La mujer mayor con el rostro curtido por el sol estaba apostada en la puerta de ese gran centro comercial al que todos vamos alguna vez a comprar cosas que no nos hacen falta.
Con un cesto a sus pies ofrecía su mercancía a la gente que vomitaba la gran tienda de productos variados y ofertas irresistibles. Personas cargadas de bolsas con un frutero de cristal, un bonsai o una alfombra verde que quizás no tenían idea de comprar en un inicio, pero que finalmente se llevaron a casa.
La tentación les pudo pese a que dentro del laberíntico centro comercial atajaron para no tener que hacer el circuito completo que la tienda impone para atrapar al cliente y que pase por delante de cuantos más productos mejor.
La mujer mayor ofrecía también su producto a la salida, su producto fresco: huevos, lo que hacía un curioso contraste con el centro comercial en cuya entrada los ofrecía.
X había ido a comprar con su hija. A la salida, pasó por delante la mujer sin darse mucha cuenta de su presencia o como negándose que hubiera una mujer vendiendo huevos a la puerta del centro comercial. Pero al llegar al coche le preguntó a su hija de 8 años: ¿de verdad había una mujer vendiendo huevos en la puerta?

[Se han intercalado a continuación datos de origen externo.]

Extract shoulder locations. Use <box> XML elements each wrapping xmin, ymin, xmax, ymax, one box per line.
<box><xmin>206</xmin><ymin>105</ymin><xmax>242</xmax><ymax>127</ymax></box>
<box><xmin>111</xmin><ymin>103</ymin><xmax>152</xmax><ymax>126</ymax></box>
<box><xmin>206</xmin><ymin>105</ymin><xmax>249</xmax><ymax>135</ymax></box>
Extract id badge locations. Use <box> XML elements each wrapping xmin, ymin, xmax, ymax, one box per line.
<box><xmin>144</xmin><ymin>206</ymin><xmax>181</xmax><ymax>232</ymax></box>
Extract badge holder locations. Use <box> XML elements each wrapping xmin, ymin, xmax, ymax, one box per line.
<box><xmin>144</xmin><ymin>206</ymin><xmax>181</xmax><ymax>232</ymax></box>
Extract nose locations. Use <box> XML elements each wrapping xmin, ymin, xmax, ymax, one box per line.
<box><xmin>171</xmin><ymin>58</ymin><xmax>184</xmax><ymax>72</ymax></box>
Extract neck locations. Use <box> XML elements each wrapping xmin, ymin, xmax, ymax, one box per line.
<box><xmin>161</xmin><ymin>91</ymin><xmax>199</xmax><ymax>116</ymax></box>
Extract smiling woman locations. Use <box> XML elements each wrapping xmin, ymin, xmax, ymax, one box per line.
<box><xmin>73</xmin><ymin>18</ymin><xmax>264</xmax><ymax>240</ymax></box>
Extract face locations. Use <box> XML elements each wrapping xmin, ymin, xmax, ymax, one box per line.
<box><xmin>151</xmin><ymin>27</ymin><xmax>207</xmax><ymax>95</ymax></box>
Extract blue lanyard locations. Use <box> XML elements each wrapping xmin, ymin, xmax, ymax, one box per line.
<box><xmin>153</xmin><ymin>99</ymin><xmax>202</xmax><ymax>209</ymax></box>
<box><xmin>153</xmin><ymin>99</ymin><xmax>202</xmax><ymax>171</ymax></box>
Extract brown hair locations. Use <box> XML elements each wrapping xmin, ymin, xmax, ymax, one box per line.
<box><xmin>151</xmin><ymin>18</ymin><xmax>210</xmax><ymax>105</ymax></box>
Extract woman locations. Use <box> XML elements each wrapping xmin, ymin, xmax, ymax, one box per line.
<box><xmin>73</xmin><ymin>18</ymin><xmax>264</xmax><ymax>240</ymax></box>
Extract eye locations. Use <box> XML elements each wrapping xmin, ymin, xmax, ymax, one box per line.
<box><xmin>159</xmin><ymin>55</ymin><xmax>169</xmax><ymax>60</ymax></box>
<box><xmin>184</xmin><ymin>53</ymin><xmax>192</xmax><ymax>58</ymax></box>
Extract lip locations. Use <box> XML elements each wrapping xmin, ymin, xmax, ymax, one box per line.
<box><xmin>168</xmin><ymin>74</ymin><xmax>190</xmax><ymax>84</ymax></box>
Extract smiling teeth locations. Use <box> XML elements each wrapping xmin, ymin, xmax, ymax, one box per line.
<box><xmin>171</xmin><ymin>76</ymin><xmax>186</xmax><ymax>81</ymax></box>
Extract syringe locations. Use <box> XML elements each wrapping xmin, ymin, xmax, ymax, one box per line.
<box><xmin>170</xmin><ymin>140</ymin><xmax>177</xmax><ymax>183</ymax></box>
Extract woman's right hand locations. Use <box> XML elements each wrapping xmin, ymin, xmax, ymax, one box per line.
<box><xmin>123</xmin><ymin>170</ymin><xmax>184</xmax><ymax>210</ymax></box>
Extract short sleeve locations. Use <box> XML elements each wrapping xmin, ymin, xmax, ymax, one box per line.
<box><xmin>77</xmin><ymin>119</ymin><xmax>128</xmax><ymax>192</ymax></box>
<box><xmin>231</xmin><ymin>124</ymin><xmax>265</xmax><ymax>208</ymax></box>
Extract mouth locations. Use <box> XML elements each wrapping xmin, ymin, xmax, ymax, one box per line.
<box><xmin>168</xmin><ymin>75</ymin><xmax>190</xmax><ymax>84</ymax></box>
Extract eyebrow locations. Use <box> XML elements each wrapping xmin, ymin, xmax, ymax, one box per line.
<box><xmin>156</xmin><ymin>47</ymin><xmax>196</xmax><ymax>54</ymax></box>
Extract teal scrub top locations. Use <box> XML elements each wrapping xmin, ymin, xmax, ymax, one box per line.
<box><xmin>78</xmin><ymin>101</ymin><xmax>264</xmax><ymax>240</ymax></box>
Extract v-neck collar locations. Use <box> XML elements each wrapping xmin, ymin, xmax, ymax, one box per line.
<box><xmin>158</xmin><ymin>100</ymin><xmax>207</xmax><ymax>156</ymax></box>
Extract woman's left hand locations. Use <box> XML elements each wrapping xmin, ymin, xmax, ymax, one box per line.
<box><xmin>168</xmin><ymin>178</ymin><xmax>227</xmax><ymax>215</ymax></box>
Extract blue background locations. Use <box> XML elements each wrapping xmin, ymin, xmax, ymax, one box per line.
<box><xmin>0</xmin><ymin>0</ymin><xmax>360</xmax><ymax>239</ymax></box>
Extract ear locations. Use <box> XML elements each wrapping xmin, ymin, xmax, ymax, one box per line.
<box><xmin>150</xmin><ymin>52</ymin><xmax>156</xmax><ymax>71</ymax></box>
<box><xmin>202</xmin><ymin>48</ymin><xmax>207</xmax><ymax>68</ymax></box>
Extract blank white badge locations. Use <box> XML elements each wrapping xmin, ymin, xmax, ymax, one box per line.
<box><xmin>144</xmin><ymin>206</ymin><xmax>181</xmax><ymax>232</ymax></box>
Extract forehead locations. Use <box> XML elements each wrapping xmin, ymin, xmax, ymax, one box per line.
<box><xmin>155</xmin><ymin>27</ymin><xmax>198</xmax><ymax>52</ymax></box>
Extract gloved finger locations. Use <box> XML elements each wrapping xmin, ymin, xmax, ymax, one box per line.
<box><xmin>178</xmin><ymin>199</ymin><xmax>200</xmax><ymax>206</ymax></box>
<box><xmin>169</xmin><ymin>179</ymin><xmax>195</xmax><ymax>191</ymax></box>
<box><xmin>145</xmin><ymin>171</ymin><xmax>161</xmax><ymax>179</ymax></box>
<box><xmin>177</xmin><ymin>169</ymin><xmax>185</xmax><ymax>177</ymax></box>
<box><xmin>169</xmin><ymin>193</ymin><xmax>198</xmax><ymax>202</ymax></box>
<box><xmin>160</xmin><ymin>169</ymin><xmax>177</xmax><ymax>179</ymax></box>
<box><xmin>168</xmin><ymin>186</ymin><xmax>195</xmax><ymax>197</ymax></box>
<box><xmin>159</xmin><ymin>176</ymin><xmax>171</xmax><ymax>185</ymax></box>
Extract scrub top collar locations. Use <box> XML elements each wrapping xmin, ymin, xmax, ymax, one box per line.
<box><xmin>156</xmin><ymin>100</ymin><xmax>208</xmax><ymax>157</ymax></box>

«Sí mamá», le respondió su hija.
X sintió que debía volver y le compró una docena. Eran probablemente de sus propias gallinas porque no tenían el sello que estampa la fecha de puesta y el código que los clasifica. Por tanto, es ilegal su venta a la puerta de ese monstruo de centro comercial donde tantas cosas se venden legalmente, pero son tan supérfluas e inútiles en muchas ocasiones.
Esa noche X cenó huevos y estaban deliciosos.